Bushokjes, hekken, oude gemalen, rolpalen, bruggen, schotbalkenhuisjes, blikvangers ze zijn het meubilair van het landschap. Vaak zie je ze niet staan. Soms valt het pas op als ze weg zijn. Welke moeten blijven? Welke zouden weg mogen? Noorderbreedte bekeek het landschapsmeubilair in Noord-Nederland door de ogen van vier deskundigen.

Er staan mooie en lelijke meubelstukken in het Friese landschap, daar is Peter Karstkarel, kunsthistoricus en landschapsdeskundige, heel duidelijk in. Om met wat moois te beginnen: oude gemaaltjes. Dat vindt hij van die kleuterschoolhuisjes: vier muren, een puntdak en een deur.

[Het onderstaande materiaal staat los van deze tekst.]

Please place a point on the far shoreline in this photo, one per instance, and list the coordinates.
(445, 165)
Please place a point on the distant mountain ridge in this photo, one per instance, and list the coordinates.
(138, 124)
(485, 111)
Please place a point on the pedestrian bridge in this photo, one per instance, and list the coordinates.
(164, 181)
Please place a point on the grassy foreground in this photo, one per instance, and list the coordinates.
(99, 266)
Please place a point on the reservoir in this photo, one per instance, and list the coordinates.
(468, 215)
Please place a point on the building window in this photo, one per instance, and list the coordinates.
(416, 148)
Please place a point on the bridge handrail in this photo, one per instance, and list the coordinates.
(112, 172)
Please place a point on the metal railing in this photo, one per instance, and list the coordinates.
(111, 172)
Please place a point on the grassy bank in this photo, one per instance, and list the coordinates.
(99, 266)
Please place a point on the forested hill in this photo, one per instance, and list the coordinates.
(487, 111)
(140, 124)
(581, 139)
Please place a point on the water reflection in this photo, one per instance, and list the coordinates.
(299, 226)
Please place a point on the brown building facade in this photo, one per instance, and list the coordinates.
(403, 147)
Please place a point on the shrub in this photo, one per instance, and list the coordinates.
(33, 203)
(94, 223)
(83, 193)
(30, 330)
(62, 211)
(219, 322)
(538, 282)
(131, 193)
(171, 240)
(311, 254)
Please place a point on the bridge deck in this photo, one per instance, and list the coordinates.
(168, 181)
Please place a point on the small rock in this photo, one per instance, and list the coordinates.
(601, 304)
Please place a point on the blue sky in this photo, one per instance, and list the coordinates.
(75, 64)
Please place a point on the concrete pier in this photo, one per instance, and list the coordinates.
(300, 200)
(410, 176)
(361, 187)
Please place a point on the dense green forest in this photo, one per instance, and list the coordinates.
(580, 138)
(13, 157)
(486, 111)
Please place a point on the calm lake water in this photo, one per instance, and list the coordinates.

Bij Heeg weet hij een vooroorlogs gemaaltje. Het staat bij een kruising van wegen, wat hoog in het landschap. ‘Je weet: daar moet ik rechtsaf. Heel markant. Wie het onderhoudt? Geen idee. Het staat er gewoon.’
Wat hij ook bijzonder waardeert zijn de ‘rikbakens’. ‘Die staan in hetzelfde gebied. In de jaren vijftig, zestig kwam dit deel pas tegen de zomer droog te liggen, ze konden er niet tegen malen. Er was nog veel binnenvaart, ik heb ze nog zien zeilen. Die vaarlui konden echt niet zien waar een plas eindigde en het land begon. Vooral bij overgangen en kruisingen, waar de rietkraag ontbrak, was dat lastig te zien. Daar stond dan zo’n rikbaken.’ Waar het woord vandaan komt, weet Karstkarel niet. Hij vermoedt dat het te maken heeft met ‘rak’, wat een gedeelte van een vaarweg is. ‘Het waren palen met bovenin een soort pijl die je aan alle kanten kon zien. Een pijl omhoog was groen, eentje naar beneden rood. Dan wist je of je links of rechts moest. Mooie dingen, die rikbakens.’ Begin jaren zeventig waren ze niet meer nodig. Ze dreigden te verdwijnen, ware het niet dat een Zwitserse vaarrecreant voor 60.000 gulden in de buidel tastte om de palen bij Terhaske en het Sneekermeer te herstellen of te verplaatsen.
Ook mooi: transformatorhuisjes. ‘Vooral die aan de rand van dorpen, bijvoorbeeld in Oldeberkoop, da’s een heel mooie.’ De lelijkste staat volgens hem bij Kollumerpomp. ‘In een weiland waar allemaal elektriciteitsputjes uitsteken. Een knooppunt van bekabeling. Dat is een raar, onwerkelijk gezicht.’
Kunstwerken horen wat hem betreft ook bij het meubilair. Het mooiste: de tempel van Ids Willemsma, die boven Hallum staat. ‘Die markeert de voltooiing van de nieuwe zeedijk op deltahoogte. Het is een prachtig, stalen geval. Iedereen vindt hem mooi. Het is met eenvoudige middelen gemaakt, maar wel veelzeggend.’

Een brug moet hoog zijn

Ook vaak mooi: bruggen. ‘Ik houd van bruggen die je echt merkt. Een brug moet hoog zijn. Als ik er overheen fiets, wil ik mijn kuiten voelen, en als ik in de auto zit moet mijn hoofd het plafond raken bij de afdaling.’ De lelijkste brug staat aan de oostkant van het mooie Boazum, over de Vaart. ‘Een grote brug met dichtgemetselde oren. Grof. Lelijk. Helemaal fout.’ Tussen Workum en Koudum weet hij een zeer mooi exemplaar. ‘Een ijzeren ophaalbrug die één boerderij ontsluit.’
Tot slot in de categorie mooi: boerenhekken. De houten exemplaren. ‘Ik heb eens ergens een aantal kavels met knappe houten hekken eromheen gezien. Maar ik weet absoluut niet meer waar dat was. Ergens in een jong landschap. Heel streng, recht en regelmatig. Mooi!’
Wil hij het alleen nog over de zwart plastic hooibalen hebben. ‘Zolang ze net ingepakt zijn en verspreid over het land liggen, zijn ze heel aardig. Maar zodra ze op een hoop liggen zijn ze lelijk. Het is tijdelijk natuurlijk, een dynamisch landschapselement.’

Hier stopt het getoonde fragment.